Saturday 29 July 2017

Fictional Treatments Of Fictional Texts

In the alternative timeline of Poul Anderson's A Midsummer Tempest, William Shakespeare is not the great dramatist but the Great Historian whose texts, recording Englishmen speaking English in ancient times, are thought to prove that the English are the Lost Tribes of Israel.

John Watson's stories are published in the timeline of Sherlock Holmes, thus enabling Holmes, on his return from Reichenbach, to comment that Watson had been inaccurate in one detail of "The Final Problem." In SM Stirling's alternative history novel, The Peshawar Lancers, Conan Doyle wrote those same stories as alternative history fictions. See here.

In Olaf Stapledon's Last And First Men, a mentally time travelling Neptunian observer inspires the author to write what the latter thinks is fiction and indeed he does garble most of it.

In SM Stirling's Emberverse, the Rangers believe that Tolkien:

"...was The Historian, inspired by the Valar demigods even if he didn't know it..."
-SM Stirling, The Tears Of The Sun (New York, 2012), Chapter Twelve, p. 362.

And, if there are any more ways to turn both reality and fiction inside out, then I would like to hear them.

1 comment:

Sean M. Brooks said...

Kaor, Paul!

Yes, I noticed with interest and amusement the passionate zeal with which Astrid Larsson and her followers/disciples regarded the works of JRR Tolkien. In fact, Tolkien himself knew how devoted some of his fans were to his works. Which sometimes made him just a bit uneasy!

Yes, I'm sure some of Astrid's "neo-Dunedain" worshiped God as Eru Iluvatar and venerated the angelic Valar. I've even wondered if any real world fans of Tolkien have gone that far, inventing a "Middle Earth" religion.

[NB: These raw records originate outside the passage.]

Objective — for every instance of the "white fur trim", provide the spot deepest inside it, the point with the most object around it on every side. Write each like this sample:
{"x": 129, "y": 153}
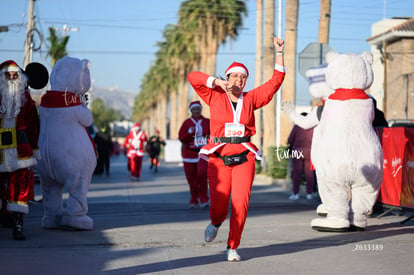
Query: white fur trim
{"x": 18, "y": 207}
{"x": 210, "y": 82}
{"x": 188, "y": 160}
{"x": 195, "y": 105}
{"x": 280, "y": 68}
{"x": 236, "y": 70}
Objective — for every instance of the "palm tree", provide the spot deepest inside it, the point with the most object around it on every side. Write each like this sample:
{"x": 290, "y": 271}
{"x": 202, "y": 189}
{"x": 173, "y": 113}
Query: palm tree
{"x": 57, "y": 48}
{"x": 192, "y": 44}
{"x": 211, "y": 23}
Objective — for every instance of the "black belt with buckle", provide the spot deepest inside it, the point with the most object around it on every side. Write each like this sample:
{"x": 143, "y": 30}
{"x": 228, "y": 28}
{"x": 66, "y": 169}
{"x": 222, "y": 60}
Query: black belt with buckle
{"x": 231, "y": 139}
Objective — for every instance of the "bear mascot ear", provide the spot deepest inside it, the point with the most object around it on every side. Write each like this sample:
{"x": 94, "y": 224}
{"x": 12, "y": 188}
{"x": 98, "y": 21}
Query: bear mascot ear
{"x": 37, "y": 75}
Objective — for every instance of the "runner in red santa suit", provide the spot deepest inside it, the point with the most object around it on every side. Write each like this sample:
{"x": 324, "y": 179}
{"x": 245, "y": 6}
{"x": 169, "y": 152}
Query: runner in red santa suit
{"x": 231, "y": 155}
{"x": 134, "y": 146}
{"x": 194, "y": 134}
{"x": 18, "y": 149}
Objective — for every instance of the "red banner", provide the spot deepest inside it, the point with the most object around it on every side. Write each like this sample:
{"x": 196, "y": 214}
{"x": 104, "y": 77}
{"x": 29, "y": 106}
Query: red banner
{"x": 397, "y": 188}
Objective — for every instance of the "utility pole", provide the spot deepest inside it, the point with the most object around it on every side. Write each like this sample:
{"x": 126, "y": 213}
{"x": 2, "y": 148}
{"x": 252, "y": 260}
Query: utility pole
{"x": 324, "y": 22}
{"x": 28, "y": 46}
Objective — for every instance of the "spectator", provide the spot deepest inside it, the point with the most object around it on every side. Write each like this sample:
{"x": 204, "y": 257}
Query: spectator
{"x": 300, "y": 141}
{"x": 193, "y": 134}
{"x": 134, "y": 148}
{"x": 104, "y": 145}
{"x": 155, "y": 142}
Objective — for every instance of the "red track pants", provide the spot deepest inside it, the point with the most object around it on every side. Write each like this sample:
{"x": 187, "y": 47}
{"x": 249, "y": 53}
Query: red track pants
{"x": 235, "y": 181}
{"x": 196, "y": 174}
{"x": 16, "y": 188}
{"x": 135, "y": 165}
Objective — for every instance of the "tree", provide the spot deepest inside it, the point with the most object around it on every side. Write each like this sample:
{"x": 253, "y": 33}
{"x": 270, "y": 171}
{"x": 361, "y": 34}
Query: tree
{"x": 191, "y": 44}
{"x": 103, "y": 115}
{"x": 211, "y": 23}
{"x": 57, "y": 48}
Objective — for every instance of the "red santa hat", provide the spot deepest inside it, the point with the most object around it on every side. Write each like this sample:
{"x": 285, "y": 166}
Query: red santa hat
{"x": 9, "y": 66}
{"x": 236, "y": 67}
{"x": 193, "y": 104}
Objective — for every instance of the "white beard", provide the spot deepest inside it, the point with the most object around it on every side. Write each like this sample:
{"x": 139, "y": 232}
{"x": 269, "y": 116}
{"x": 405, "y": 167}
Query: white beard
{"x": 12, "y": 99}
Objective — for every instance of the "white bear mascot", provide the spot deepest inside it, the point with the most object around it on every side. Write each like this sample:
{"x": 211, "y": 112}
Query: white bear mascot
{"x": 67, "y": 151}
{"x": 346, "y": 152}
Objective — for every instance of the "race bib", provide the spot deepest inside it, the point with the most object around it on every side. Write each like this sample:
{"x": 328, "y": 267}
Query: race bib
{"x": 234, "y": 130}
{"x": 200, "y": 141}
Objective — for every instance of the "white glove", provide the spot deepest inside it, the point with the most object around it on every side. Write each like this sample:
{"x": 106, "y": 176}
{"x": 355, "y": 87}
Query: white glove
{"x": 288, "y": 107}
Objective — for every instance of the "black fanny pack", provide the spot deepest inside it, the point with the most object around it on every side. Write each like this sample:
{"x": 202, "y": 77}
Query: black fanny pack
{"x": 233, "y": 159}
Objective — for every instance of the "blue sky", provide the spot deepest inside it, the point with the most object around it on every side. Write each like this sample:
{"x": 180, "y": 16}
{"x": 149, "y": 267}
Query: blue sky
{"x": 120, "y": 37}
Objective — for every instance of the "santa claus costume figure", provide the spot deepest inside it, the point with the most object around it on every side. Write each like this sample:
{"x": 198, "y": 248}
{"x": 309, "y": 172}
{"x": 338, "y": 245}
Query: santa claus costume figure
{"x": 194, "y": 134}
{"x": 134, "y": 147}
{"x": 231, "y": 154}
{"x": 19, "y": 129}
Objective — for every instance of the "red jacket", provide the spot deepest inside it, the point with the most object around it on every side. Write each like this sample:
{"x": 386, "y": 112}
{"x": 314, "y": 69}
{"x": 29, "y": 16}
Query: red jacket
{"x": 192, "y": 143}
{"x": 221, "y": 109}
{"x": 134, "y": 143}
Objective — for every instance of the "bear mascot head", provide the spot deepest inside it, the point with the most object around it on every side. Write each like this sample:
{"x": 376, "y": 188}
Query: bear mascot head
{"x": 67, "y": 150}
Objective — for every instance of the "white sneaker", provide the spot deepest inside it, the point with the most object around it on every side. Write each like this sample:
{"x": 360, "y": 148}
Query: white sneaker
{"x": 294, "y": 197}
{"x": 204, "y": 205}
{"x": 192, "y": 206}
{"x": 210, "y": 233}
{"x": 232, "y": 255}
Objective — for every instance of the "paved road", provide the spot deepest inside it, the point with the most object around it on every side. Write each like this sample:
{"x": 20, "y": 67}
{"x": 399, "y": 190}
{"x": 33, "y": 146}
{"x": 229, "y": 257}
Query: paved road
{"x": 145, "y": 228}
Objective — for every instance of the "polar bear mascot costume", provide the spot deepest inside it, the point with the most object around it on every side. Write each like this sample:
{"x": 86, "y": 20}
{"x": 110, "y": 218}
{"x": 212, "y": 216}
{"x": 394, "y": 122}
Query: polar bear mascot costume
{"x": 346, "y": 152}
{"x": 67, "y": 151}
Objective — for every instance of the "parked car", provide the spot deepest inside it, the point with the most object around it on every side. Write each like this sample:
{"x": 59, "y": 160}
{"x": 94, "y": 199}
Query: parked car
{"x": 401, "y": 123}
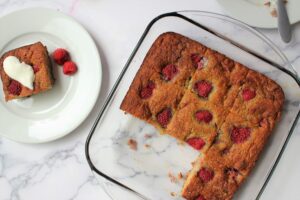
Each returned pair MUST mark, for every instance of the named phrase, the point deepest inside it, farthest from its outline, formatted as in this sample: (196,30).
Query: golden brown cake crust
(35,55)
(218,106)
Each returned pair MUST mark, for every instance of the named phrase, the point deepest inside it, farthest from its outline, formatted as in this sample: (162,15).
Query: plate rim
(97,89)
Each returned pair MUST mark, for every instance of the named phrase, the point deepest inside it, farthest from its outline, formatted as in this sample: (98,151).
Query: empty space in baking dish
(149,170)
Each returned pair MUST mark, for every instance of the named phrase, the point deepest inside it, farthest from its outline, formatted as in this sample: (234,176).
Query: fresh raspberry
(232,173)
(203,88)
(164,117)
(198,61)
(203,115)
(239,135)
(196,142)
(206,175)
(69,68)
(35,69)
(169,72)
(15,88)
(248,94)
(200,197)
(146,92)
(60,56)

I checked the publication date of my copy of MORGOTH'S RING (1993), and that would have been available to Aatrid and her fellow "neo-Dunedain." I mentioned that book because it contains a text that would be very important to a "Middle Earth" religion: "Athrabeth Finrod Ah Andreth." A debate about both the natures of elves and men and discussion of a mysterious "new hope" involving Iluvatar Himself.